5. The method of claim 1, wherein determining a final detection result from the first set of targets and the second set of targets comprises:

judging whether the first target set and the second target set contain the same target or not;

if the first target set and the second target set contain the same target, determining the final detection result according to the position relation between the target and the area image;

if the first target set comprises a target and the second target set does not comprise the target, determining a detection frame of the target in the first target set as the final detection result;

and if the first target set does not contain a target and the second target set contains the target, determining a detection frame of the target in the second target set as the final detection result.

6. The method according to claim 5, wherein the determining the final detection result according to the position relationship between the target and the region image comprises:

judging whether the target is in a preset area, wherein the ratio of the size of the preset area to the size of the area image is equal to a preset ratio, and the center point of the preset area and the center point of the area image are the same;

if so, determining a detection frame of the target in the second target set as the final detection result;

if not, determining the detection frame of the target in the first target set as the final detection result.

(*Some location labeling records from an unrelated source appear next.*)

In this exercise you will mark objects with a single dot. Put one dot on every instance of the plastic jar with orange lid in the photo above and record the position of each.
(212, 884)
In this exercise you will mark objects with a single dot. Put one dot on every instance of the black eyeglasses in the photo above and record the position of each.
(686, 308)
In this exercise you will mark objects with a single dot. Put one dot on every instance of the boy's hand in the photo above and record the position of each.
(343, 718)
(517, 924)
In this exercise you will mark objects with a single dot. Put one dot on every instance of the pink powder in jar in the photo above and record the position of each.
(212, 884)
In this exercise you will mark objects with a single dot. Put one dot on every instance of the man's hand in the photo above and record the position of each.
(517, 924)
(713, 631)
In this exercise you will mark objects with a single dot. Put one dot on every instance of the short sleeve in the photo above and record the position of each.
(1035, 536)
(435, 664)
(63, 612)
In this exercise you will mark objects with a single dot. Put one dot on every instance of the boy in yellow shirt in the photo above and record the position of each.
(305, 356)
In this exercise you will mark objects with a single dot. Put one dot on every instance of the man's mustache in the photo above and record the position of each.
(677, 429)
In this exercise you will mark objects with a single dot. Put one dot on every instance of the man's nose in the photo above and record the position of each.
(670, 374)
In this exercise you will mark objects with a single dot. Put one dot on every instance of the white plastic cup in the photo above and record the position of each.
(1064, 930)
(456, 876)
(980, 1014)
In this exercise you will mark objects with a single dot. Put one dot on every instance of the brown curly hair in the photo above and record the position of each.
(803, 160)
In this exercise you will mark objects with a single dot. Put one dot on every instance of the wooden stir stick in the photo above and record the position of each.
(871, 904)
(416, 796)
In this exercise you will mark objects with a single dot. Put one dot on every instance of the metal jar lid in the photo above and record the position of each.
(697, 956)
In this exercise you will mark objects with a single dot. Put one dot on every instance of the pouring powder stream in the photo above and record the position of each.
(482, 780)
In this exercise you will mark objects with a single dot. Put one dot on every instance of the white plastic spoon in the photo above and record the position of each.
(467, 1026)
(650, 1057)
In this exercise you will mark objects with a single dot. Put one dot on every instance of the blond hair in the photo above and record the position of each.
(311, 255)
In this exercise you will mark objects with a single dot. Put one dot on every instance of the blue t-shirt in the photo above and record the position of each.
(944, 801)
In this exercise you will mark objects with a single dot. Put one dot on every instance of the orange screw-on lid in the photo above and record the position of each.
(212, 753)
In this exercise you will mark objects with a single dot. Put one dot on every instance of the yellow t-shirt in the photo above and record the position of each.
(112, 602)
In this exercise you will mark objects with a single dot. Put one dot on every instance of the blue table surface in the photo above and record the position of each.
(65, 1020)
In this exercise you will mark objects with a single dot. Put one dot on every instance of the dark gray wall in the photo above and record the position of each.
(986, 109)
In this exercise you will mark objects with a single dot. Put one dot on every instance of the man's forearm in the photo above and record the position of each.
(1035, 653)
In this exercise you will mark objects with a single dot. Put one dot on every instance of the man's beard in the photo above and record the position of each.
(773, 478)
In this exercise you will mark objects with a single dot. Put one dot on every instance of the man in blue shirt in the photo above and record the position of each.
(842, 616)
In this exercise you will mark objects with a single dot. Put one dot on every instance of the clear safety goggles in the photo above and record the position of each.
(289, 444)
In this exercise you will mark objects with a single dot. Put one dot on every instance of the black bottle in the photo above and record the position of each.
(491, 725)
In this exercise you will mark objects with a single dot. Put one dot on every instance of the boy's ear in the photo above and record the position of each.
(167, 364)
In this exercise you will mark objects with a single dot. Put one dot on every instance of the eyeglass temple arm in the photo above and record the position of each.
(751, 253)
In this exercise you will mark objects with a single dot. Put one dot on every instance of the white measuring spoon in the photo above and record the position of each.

7. The method of claim 5, wherein determining whether the first set of targets and the second set of targets contain the same targets comprises:

matching detection frames corresponding to the targets with the same category in the first target set and the second target set;

and if the matching is successful, determining that the first target set and the second target set contain the same target, otherwise, determining that the first target set and the second target set do not contain the same target.

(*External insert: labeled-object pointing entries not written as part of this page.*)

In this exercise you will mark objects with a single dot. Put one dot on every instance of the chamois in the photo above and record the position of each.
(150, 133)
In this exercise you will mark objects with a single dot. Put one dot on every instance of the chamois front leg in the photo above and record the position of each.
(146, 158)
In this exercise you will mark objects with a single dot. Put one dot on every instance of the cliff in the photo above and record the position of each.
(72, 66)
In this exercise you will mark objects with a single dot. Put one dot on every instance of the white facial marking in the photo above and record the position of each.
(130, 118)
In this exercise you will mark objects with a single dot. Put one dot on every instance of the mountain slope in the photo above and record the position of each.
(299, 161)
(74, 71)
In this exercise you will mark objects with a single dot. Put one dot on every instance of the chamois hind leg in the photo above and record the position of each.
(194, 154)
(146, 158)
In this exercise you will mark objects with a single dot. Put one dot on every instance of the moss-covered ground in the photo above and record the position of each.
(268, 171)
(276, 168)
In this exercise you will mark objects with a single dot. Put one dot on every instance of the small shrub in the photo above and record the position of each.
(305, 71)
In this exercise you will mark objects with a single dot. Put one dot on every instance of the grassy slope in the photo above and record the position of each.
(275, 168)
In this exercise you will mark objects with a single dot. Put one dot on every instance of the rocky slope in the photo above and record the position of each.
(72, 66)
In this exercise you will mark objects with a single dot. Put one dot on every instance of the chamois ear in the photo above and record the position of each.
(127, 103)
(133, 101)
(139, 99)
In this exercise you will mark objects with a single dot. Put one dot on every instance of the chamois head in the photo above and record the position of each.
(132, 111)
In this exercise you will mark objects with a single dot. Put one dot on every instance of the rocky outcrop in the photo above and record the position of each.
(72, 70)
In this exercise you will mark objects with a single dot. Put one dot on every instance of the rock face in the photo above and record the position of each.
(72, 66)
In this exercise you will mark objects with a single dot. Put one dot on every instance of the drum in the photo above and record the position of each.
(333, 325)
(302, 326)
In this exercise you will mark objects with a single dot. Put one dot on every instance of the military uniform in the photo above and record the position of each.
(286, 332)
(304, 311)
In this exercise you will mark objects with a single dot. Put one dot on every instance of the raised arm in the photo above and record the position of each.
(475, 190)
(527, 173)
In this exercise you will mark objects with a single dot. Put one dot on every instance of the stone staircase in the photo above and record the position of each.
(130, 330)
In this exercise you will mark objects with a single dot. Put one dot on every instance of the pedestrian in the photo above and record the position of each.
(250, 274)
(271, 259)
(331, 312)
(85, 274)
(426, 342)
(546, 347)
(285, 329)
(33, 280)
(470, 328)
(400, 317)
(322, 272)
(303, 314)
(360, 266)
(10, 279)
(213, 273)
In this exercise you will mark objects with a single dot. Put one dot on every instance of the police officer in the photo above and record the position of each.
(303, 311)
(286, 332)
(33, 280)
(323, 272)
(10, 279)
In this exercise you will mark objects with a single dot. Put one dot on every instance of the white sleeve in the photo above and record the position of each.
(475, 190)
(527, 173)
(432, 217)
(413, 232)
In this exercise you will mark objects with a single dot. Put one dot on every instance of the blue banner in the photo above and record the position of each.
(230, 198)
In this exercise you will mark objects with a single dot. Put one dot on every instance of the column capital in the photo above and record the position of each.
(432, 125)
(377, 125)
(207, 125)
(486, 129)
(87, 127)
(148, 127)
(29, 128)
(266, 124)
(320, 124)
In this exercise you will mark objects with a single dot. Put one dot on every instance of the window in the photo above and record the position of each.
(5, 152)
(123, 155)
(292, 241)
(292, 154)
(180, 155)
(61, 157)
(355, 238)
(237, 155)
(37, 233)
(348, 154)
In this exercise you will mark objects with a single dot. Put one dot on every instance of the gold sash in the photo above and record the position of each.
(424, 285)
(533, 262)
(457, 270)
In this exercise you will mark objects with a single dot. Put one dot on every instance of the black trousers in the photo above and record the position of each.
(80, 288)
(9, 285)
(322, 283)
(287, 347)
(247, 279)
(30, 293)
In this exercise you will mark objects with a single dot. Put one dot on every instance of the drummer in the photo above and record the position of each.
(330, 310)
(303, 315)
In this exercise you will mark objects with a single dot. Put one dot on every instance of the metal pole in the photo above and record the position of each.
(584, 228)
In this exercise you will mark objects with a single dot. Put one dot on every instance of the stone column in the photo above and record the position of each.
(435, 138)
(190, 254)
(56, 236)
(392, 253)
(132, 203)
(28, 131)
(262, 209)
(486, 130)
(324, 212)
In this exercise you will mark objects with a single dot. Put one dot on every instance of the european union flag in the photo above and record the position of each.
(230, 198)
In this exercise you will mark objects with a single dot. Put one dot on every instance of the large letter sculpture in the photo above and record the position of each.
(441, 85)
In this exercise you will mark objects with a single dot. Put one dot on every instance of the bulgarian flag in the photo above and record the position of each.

8. The method of claim 7, wherein matching detection boxes corresponding to objects of the same category in the first object set and the second object set comprises:

calculating the intersection area of the targets with the same category between the detection frames of the first target set and the detection frames of the second target set, and screening out the smaller detection frame of the targets in the detection frames of the first target set and the detection frames of the second target set;

judging whether the ratio of the intersection area to the smaller detection frame is larger than a preset ratio threshold value or not;

if so, determining that the matching is successful, otherwise, determining that the matching is unsuccessful.

9. The method according to any of claims 1-8, wherein the first video frame and the second video frame are a same video frame in the video data, or two consecutive and adjacent different video frames in the video data, or a preset number of different video frames spaced in the video data.

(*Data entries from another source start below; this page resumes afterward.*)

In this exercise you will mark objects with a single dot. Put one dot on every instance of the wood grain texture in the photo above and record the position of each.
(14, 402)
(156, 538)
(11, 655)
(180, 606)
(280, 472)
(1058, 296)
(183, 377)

10. An object detection device, comprising:

the video data acquisition module is used for acquiring video data acquired by the camera;

the video frame extraction module is used for extracting a first video frame and a second video frame from the video data;

the area image determining module is used for determining an area image containing a far target from the second video frame, and the size of the second video frame is larger than that of the area image;

a target set obtaining module, configured to perform target detection on the first video frame by using a target detection model to obtain a first target set, and perform target detection on the area image by using the target detection model to obtain a second target set;

and the detection result determining module is used for determining a final detection result according to the first target set and the second target set.

11. An electronic device, comprising: a processor and a memory, the memory storing machine-readable instructions executable by the processor, the machine-readable instructions, when executed by the processor, performing the method of any of claims 1 to 9.

12. A storage medium, characterized in that the storage medium has stored thereon a computer program which, when executed by a processor, performs the method according to any one of claims 1 to 9.